Am nächsten Montag ist er wieder in Oslo. Jetzt ist Tidevann angesagt. Die unbehaglichen Texte. Die beim letzten Mal durchgekommen sind. Die übrig blieben. Die Stimmen, die mit dem Nachtwind verschwanden. Ibsen irgendwo in der kühlen Brise. Unruhe, Misstrauen und Eifersucht. Alex und Ole, die sangen. Die Loyalität der beiden. Als ob sie die Texte auf dieselbe Weise lesen könnten, wie er sich das vorgestellt hat, als er sie schrieb. Das meiste liegt doch im Ungesagten.
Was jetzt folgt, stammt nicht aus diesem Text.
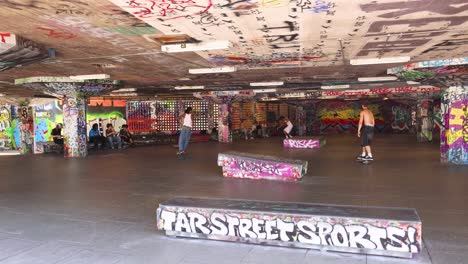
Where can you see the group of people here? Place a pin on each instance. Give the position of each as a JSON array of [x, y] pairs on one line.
[[99, 140], [186, 120]]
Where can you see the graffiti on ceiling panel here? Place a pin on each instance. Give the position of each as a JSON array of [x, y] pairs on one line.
[[268, 33]]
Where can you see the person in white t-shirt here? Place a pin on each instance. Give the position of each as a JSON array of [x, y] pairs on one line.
[[186, 121]]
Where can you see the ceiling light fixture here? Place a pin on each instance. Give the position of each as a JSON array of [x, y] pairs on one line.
[[189, 87], [90, 77], [184, 47], [124, 94], [264, 91], [124, 90], [377, 79], [212, 70], [339, 86], [267, 84], [380, 60]]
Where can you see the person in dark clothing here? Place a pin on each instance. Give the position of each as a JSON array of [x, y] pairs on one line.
[[57, 134], [126, 135], [96, 137]]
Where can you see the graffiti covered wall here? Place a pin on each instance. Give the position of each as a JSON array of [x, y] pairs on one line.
[[454, 133], [103, 112], [8, 124], [337, 116]]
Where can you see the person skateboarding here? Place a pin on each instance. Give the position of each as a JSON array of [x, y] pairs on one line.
[[366, 133]]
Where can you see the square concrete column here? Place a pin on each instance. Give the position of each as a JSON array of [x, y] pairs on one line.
[[74, 129], [424, 120], [454, 133], [224, 133], [25, 129]]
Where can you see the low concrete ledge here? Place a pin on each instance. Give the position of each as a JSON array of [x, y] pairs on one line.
[[368, 230], [253, 166], [304, 142]]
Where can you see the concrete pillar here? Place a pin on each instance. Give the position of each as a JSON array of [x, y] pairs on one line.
[[424, 120], [224, 133], [454, 133], [74, 129], [25, 129]]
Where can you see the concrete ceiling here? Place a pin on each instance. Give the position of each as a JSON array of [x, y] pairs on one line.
[[305, 43]]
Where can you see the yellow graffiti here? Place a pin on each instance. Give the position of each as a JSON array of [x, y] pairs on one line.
[[458, 114], [452, 137], [274, 3]]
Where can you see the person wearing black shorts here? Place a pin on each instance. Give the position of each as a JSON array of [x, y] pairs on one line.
[[366, 132]]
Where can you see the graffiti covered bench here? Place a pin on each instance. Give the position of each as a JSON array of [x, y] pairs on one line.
[[304, 142], [254, 166], [367, 230]]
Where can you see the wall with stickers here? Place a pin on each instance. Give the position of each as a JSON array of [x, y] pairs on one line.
[[162, 116], [338, 116]]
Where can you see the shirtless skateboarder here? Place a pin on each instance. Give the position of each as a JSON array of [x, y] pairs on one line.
[[366, 132]]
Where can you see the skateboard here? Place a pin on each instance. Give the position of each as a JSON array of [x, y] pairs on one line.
[[364, 161]]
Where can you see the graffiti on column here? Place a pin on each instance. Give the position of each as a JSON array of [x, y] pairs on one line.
[[325, 231], [425, 123], [74, 130], [224, 133], [7, 126], [25, 129], [454, 137]]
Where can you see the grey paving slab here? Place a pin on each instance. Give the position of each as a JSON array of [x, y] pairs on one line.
[[48, 253], [94, 257], [12, 246]]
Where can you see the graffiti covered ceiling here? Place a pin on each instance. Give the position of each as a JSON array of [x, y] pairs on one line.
[[305, 43]]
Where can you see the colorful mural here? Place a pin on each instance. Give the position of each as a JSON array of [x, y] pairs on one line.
[[252, 166], [454, 135], [8, 124], [74, 129]]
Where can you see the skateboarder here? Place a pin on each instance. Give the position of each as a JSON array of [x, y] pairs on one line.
[[366, 133], [288, 126], [186, 121]]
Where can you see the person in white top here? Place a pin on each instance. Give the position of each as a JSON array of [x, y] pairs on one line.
[[288, 126], [186, 121]]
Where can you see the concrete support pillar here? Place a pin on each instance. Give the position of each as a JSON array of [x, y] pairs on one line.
[[25, 129], [224, 133], [424, 120], [454, 133], [74, 129]]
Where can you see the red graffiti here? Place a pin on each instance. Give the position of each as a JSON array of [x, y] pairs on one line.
[[3, 35], [57, 34], [169, 9]]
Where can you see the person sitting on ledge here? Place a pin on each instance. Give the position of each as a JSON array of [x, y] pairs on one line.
[[126, 136], [112, 136], [57, 134], [96, 137]]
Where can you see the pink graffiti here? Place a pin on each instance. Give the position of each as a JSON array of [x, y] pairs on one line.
[[3, 36], [169, 9], [301, 143]]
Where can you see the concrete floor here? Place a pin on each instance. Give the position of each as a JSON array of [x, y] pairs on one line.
[[101, 209]]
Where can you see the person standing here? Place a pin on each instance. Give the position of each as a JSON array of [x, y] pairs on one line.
[[96, 137], [366, 132], [288, 127], [186, 121], [112, 136], [57, 134]]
»Damit kenne ich mich doch aus«, sagt Ole.
Er selbst erleidet einen Schock, als er begreift, wie sehr die Polygram sich engagiert. Für das, was so privat war, dass es fast nicht veröffentlicht werden dürfte. Jetzt bringen sie überall Plakate an. Er sieht sich in natürlicher Größe im Narvesen-Kiosk an der Ecke beim Hotel Continental. Sie wollen ihn auf der Bestsellerliste von VG haben. Aber das Foto wurde vor zwei Monaten gemacht. Da war er zwei Kilo schwerer. Er bringt es nicht über sich, es anzusehen. Ein dicklicher, skeptischer Mann, ohne deutliche Botschaft. Ein Verräter und Lügner.
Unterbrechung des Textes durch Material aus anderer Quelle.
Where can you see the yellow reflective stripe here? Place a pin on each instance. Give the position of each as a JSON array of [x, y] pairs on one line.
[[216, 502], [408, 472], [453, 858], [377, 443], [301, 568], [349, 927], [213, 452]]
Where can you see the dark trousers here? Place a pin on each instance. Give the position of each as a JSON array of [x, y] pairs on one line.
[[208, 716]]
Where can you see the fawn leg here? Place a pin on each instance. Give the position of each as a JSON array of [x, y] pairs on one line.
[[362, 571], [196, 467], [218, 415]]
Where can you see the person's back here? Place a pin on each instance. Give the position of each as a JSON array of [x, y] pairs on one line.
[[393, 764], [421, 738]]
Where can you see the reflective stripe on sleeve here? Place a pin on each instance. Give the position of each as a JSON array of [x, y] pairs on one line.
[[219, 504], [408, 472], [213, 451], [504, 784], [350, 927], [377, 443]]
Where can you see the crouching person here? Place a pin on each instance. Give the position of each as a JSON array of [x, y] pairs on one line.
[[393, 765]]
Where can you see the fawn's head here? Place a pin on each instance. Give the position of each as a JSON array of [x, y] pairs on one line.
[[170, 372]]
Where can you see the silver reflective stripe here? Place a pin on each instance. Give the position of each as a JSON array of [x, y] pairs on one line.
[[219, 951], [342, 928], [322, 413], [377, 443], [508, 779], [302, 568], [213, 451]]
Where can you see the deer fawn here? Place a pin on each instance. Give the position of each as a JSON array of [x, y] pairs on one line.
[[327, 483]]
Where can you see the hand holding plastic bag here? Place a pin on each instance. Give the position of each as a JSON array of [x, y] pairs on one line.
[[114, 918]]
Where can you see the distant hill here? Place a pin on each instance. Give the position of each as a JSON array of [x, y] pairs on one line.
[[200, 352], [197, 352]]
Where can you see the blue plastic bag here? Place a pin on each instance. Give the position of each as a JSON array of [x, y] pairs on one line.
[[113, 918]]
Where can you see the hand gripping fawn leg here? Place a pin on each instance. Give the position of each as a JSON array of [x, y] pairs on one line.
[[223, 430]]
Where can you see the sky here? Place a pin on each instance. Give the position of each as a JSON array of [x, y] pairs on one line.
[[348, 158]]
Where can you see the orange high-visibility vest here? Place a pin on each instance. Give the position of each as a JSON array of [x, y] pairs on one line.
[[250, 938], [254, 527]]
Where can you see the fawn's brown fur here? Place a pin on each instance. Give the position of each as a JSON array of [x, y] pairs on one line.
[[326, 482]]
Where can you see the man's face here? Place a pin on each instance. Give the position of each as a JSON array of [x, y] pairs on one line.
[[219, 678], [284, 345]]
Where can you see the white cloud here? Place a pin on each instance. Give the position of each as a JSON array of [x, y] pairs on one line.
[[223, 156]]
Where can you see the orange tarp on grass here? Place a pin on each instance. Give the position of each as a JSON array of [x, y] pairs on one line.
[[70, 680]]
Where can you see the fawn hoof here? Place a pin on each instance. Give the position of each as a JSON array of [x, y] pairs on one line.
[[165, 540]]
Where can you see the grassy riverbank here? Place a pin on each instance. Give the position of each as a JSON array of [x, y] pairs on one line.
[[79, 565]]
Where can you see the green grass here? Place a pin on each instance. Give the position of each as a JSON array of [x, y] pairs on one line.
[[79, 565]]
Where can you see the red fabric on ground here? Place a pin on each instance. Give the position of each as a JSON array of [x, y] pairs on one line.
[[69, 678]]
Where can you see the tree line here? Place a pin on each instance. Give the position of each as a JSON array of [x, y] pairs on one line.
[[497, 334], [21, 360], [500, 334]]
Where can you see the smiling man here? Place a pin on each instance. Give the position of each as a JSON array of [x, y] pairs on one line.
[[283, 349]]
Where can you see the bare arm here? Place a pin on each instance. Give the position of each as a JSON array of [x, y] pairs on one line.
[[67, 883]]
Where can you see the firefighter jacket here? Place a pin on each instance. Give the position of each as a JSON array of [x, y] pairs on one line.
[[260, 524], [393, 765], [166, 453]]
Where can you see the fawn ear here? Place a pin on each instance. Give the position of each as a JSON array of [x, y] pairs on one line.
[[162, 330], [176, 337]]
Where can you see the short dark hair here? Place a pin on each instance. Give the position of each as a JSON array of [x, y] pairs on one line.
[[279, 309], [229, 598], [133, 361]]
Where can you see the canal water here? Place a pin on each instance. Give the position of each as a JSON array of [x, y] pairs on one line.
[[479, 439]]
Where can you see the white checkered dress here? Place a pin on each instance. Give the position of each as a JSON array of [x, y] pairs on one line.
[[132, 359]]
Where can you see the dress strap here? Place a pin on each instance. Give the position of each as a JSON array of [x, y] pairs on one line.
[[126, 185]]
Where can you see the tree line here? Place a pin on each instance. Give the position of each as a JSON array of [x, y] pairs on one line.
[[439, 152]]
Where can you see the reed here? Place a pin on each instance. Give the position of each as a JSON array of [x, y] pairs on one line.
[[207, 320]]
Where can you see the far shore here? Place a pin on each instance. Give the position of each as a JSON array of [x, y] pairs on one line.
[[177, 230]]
Und dennoch ist er begeistert davon, was Musiker und Sänger aus diesem Doppelalbum gemacht haben.
Anne Lise von der Polygram, Auduns rechte Hand, wartet in der Suite im Hotel Ambassadør. Sie ist groß und schön. Sie umarmen einander, als wäre es ihre erste Begegnung nach dem nur mit Mühe und Not überlebten Schiffbruch.
Aber es war kein Schiffbruch. Es war nur Erwartung.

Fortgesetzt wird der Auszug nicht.